DEVONS: Emeritus professor of physics Samuel Devons, who combined research in nuclear physics with a career-long effort to make science accessible to general audiences, died on December 6 in Manhattan. He was 92.

In the 1960s, while he chaired the physics department, Devons and others conducted experiments that shed light on the nature of the atom's nucleus. As a historian of science, Devons wrote and spoke about the experiments of Isaac Newton, Benjamin Franklin and Sir J.J. Thomson, who won a Nobel Prize in physics in 1906 and was one of Devons' teachers at Cambridge University.

Devons was born in Wales and received an undergraduate degree and doctorate from Trinity College, Cambridge. After working on radar and defense projects for the British government, he taught physics at the Imperial College of the University of London. From 1955-60, Devons was a professor of physics at the University of Man­­chester.

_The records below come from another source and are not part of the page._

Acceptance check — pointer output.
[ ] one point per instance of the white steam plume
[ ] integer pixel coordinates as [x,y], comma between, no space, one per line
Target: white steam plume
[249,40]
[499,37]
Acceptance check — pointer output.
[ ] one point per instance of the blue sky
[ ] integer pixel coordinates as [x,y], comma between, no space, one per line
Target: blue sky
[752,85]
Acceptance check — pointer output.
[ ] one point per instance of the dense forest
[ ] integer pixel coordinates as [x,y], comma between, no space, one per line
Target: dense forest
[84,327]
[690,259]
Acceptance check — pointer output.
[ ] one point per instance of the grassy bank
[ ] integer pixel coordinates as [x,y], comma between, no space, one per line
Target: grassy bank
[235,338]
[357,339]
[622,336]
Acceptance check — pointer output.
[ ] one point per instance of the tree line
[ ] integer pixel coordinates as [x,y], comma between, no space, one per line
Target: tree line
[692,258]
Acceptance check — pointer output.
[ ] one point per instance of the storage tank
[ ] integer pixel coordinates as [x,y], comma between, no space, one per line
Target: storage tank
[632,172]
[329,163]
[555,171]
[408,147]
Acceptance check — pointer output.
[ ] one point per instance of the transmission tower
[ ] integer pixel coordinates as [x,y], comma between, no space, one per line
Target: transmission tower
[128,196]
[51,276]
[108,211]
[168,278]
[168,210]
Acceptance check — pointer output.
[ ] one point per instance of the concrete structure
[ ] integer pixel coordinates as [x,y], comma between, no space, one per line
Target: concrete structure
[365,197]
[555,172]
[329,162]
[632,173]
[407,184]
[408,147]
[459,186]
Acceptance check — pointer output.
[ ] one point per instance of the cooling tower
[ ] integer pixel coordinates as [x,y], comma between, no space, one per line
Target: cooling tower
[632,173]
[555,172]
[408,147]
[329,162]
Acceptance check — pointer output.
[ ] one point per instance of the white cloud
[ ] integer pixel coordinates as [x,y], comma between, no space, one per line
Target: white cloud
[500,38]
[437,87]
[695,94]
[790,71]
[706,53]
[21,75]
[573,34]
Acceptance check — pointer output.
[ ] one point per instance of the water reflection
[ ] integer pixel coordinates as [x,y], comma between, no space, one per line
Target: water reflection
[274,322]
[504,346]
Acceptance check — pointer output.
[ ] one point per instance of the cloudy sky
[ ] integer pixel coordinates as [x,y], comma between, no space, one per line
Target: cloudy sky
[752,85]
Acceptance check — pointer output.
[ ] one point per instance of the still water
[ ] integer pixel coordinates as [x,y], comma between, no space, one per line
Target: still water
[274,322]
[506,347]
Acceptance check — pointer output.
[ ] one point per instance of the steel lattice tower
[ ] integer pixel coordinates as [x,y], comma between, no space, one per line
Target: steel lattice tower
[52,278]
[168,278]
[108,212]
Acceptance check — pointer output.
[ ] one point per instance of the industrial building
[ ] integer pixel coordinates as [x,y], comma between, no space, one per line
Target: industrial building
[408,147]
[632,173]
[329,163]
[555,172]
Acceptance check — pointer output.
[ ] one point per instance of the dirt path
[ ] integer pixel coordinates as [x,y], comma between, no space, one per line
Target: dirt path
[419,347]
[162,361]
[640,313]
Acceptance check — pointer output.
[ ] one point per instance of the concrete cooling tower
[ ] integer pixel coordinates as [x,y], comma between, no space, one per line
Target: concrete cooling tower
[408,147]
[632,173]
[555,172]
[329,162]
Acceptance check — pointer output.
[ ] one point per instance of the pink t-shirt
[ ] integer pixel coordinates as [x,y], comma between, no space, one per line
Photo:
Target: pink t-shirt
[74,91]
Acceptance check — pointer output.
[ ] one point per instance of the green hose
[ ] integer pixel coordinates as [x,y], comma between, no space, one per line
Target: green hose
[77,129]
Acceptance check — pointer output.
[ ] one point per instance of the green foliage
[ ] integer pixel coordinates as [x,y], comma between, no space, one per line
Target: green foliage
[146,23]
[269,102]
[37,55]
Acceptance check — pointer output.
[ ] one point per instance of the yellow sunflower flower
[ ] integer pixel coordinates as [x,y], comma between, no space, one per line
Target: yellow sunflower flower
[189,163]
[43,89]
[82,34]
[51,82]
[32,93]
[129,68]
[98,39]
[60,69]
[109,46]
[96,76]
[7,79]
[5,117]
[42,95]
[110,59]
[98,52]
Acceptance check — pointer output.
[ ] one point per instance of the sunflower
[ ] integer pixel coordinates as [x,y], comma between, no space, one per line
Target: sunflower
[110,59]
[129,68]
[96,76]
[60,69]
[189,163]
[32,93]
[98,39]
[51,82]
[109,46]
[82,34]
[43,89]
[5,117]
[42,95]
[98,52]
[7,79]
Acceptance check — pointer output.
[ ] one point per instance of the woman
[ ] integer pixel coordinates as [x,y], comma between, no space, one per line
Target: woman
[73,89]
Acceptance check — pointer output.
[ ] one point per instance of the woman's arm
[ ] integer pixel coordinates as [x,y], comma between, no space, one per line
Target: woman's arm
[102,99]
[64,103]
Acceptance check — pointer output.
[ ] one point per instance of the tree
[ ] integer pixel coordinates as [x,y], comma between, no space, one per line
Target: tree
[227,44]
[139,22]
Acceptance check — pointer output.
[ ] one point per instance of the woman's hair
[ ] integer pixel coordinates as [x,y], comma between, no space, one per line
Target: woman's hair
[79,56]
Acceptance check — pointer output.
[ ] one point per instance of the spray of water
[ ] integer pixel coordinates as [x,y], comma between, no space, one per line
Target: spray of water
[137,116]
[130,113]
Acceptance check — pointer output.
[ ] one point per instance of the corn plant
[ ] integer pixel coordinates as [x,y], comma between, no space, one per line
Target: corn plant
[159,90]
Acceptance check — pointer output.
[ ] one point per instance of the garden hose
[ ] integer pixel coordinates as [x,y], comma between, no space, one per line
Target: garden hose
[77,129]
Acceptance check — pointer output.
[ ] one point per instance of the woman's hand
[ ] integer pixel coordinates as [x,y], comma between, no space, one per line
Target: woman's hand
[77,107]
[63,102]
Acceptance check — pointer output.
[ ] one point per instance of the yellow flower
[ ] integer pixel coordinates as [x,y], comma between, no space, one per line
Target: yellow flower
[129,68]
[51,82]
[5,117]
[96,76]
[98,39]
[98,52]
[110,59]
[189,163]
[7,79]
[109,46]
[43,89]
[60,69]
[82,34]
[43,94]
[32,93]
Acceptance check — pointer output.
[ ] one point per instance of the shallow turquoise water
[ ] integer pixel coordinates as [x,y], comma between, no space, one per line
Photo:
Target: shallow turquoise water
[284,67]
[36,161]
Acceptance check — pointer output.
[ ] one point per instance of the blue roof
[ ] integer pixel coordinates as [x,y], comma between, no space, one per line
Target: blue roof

He then moved to Col­umbia, where he chaired the physics department from 1963-67. He retired in 1984.

FRIEDMAN: Milton Friedman '46 GSAS, a 1976 Nobel Prize winner in economics, died on November 16. He was 94. In more than a dozen books and in his 1966-83 column in Newsweek, Friedman championed individual freedom in economics and politics. His theory of monetarism, which holds that business cycles are determined primarily by money supply and interest rates rather than government fiscal policy, was adopted in part by the Nixon, Ford and Reagan administrations and former U.K. prime minister Margaret Thatcher. Outspoken and controversial, Friedman and his theories were attacked by many traditional economists such as Harvard's John Kenneth Galbraith.

Friedman graduated from Rutgers in 1932 and earned his master's the following year at the University of Chicago. After receiving his Ph.D. in economics from GSAS, Friedman taught at the University of Minne­sota, then returned to teach at Chicago, the institution with which he and the monetarist school are most closely identified, and worked at the National Bureau of Economic Research. He returned to Columbia as a visiting research professor in 1964-65, leaving to rejoin Chicago, where he remained until his retirement in 1977. That year he became a senior research fellow at Stanford's Hoover Institution.

LIPSET: Seymour Martin Lipset, who ignored family pressure to be a dentist and instead became a pre-eminent sociologist, political scientist and incisive theorist on American uniqueness, died on December 31 in Arlington, Va. He was 84. Lipset held prestigious academic positions at Columbia, UC Berkeley, Harvard, Stanford, George Mason, the Hoover Institution and the Woodrow Wilson International Center for Scholars. He was the only person to be president of both the American Sociological Association and the American Political Science Association.